La tarde moría canción tras canción, como cualquier otra. Anocheció, cogí el acordeón y fui a la fuente a darme un baño. Hacía mucho frío. La barbilla me temblaba y los dientes castañeteaban a un ritmo desacompasado, como de primero de solfeo.

Al doblar la esquina y enfilar la calle, alguien acostaba una bolsa al lado de mi mochila. Otra vez. Nos separaba muy poca distancia. Le chillé para que esperara, pero no hizo ademán de parar. Aceleró el paso y puso rumbo abajo.

Le seguí. Fui tras él sin saber siquiera qué le preguntaría en caso de alcanzarle. Cargar con un acordeón a buen ritmo no es fácil. La avenida terminó y la distancia que había entre nosotros era la misma que al principio. Había dos opciones: derecha o izquierda. Fui por la derecha. Al ver que no estaba, volví a la plaza donde desembocaba la avenida y giré al otro lado.

No vi nada. Cuando iba a regresar a mi saco de dormir, abandonado entre cartones y periódicos, escuché algo.
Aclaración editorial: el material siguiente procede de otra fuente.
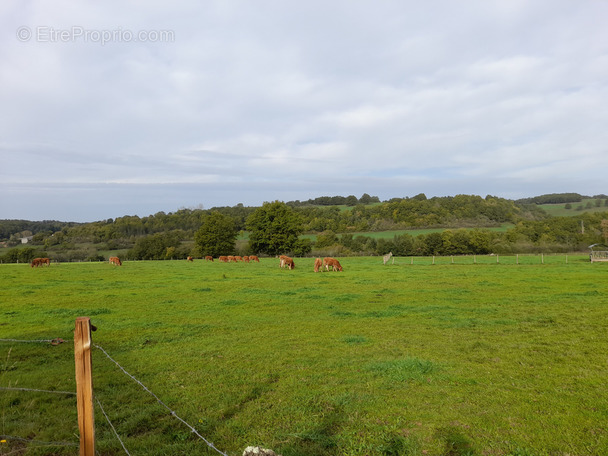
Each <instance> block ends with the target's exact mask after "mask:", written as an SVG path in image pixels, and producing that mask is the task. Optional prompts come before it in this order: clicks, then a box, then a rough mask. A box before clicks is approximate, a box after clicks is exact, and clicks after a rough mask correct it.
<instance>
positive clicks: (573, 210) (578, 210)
mask: <svg viewBox="0 0 608 456" xmlns="http://www.w3.org/2000/svg"><path fill="white" fill-rule="evenodd" d="M596 201H597V200H596V199H594V198H584V199H583V200H582V201H581V202H580V203H570V205H571V206H572V208H571V209H566V203H562V204H539V207H541V208H543V209H544V210H545V211H546V212H547V213H548V214H549V215H551V216H553V217H575V216H577V215H581V214H584V213H586V212H605V211H606V206H605V200H602V204H601V205H600V206H596V205H595V204H596ZM588 205H590V207H588ZM578 207H581V208H582V209H580V210H577V208H578Z"/></svg>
La puerta trasera de un edificio antiguo, de balconada alargada y señorial, acababa de cerrarse. La golpeé con los nudillos. Apareció un botones uniformado, camisa blanca y traje negro.

—Nos habían hablado de sus virtudes musicales, pero no de sus defectos. Llega un poco tarde, caballero —dijo con una sonrisa.

—Perdone, creo que se ha confundido —contesté sorprendido.

—Acompáñeme.

Subimos las escaleras, la puerta se abrió y una luz blanca iluminó mi cara. Noté un pequeño empujón y escuché: “Adelante”.

Al poner el primer pie en el salón, un crujido familiar. Palestra de madera. Levanté la cabeza y vi decenas de butacas, un teatro improvisado. Mucha gente. Me miraban… Fue como recibir una bofetada. Llevaba años acostumbrado a la invisibilidad de la calle.

Había una silla para mí, tan aterciopelada que daba miedo. Me senté. Fue por instinto. El atril, colocado justo enfrente, sostenía un pequeño programa. Apoyé el acordeón en el suelo para echarle un vistazo.

Repertorio:

Andaluza, danza española nº5, OP. 37 Enrique Granados

Coloqué el papel sobre el atril. Miré al suelo para recoger el instrumento. Algo brillaba, era una moneda.